B of A and First Union Offering Windows-Based ACH Software

BankAmerica Corp. and First Union Corp. have joined the list of cash managers offering Windows-based software packages to initiate electronic payments.

The new products allow corporate treasurers to initiate automated clearing house transactions from their workstations.

Banks giving corporate customers direct access to electronic payment capabilities is not new. Many large cash management players allow customers to initiate transactions on Fed Wire, the Federal Reserve's electronic funds transfer network.

But ever since First Chicago Corp. launched in 1993 FirstWindow 2000 - the first Windows-based electronic funds transfer product - a growing number of banks have moved to provide the services in the familiar operating system from Microsoft.

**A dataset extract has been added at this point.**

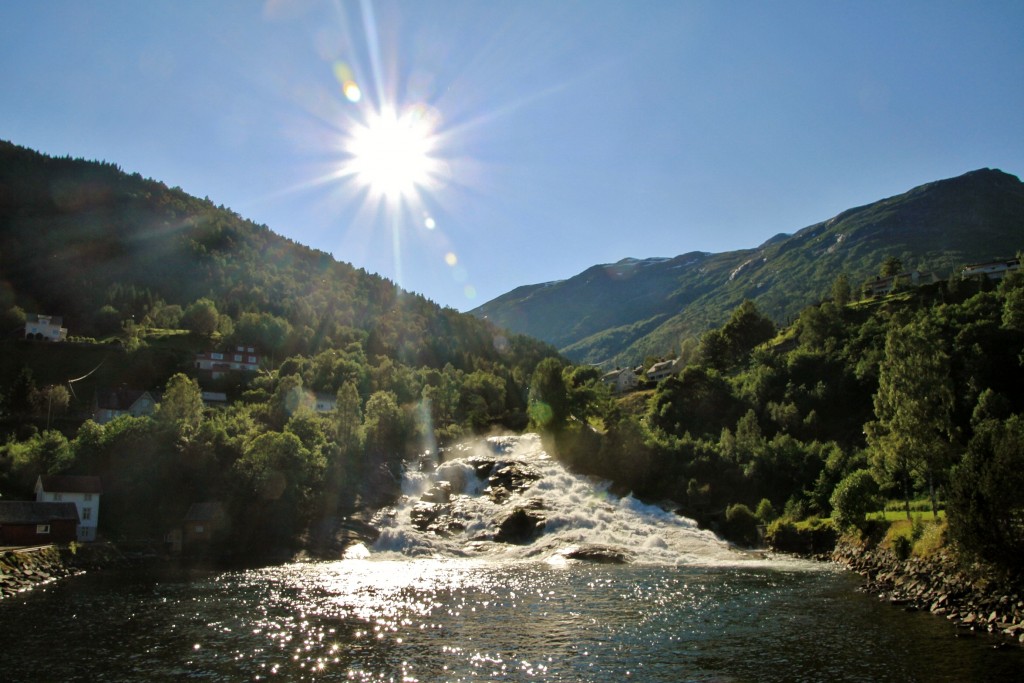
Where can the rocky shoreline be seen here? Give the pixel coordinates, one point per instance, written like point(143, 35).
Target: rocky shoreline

Banks credit Windows-based systems with increasing the use of a range of payments, including payroll, account transfers, and corporate trading partner payments.

The proliferation of easy-to-use electronic payments software has several driving factors, including the new federal law requiring the Internal Revenue Service to collect corporate taxes electronically.

The law - a result of the North American Free Trade Agreement, or Nafta - was signed in January 1994.

Its aim is to speed up the tax collection process and to alleviate the burden of processing the massive volume of paper checks and associated remittance information.

The first phase of the electronic tax filing mandate is already under way, affecting some 800 corporations with tax bills in excess of $78 million.

This threshold will drop gradually until 1999. Then corporations with more than $20,000 in taxes will be required to file electronically. Approximately 94% of businesses - or nearly six million companies - will be filing taxes electronically by 2000, experts say.

Observers believe the electronic filing requirement will indirectly boost demand for banks' electronic cash management services. It will also increase use of the automated clearing house network.

"There are different forces at work for electronic payments, and taxes are a good example," said Chris Haney, president of Politzer and Haney, a Cambridge, Mass.-based provider of automated clearing house software.

The rising transaction volume from electronic tax payments prompted the Treasury Department to award First Chicago and NationsBank with contracts in October 1994 to become its fiscal agents in the collection of corporate tax payments.

Forecasts call for increases between 80 million and 100 million automated clearing house transactions once the electronic tax collection project is completed in 1999.

The two superregionals have joined with other banks to build specialized tax data processing sites and will begin operating later this year.

"Our only customer in this business is the U.S. Treasury and the IRS," said Mike Manion, vice president with First Chicago/Mercantile LLC. "We are set up as a separate subsidiary equally owned by First Chicago and Mercantile Bank of St. Louis."

NationsBank will soon take control of the tax processing system, known as Taxlink. First Maryland Bancorp., Baltimore, and First Data Corp., Hackensack, N.J. - which together handle the tax processing now - will become subcontractors, as will Decision Systems Technology, Greenvale, N.C.

In addition to bringing new volume to the ACH and giving new business opportunities to banks, electronic tax filings could be a boon to other financial service providers.

Corporations with many employees may begin to look to third-party providers of tax services, such as Systems Tax Services, a Fountain Valley, Calif.-based unit of Ceridian Employer Services Inc., Minneapolis.

"We are finding a lot of interest right now because of the new mandate," said Tami Rippon, vice president with the company.

She noted that banks are also looking to make sure they have the services necessary to offer their corporate clients.

"Banks want to have something up and running prior to everybody being mandated," she said.

Systems Tax Services has over 20 banks as clients, including First Chicago, NationsBank, and Chemical Banking Corp., New York.

Its product, called Taxtel, is an electronic payroll tax deposit system. It calculates the IRS' due dates and puts those funds into an impound account, which is then sent to a Federal Reserve bank.

Such services are coming into demand quickly, because corporations are moving aggressively to comply with the new federal mandates.

"Participation rates have increased much faster than the U.S. Treasury envisioned," said Elliot C. McEntee, president and CEO of the National Automated Clearing House Association.

Over 32,000 businesses are enrolled in the Taxlink program, far more than are required to participate.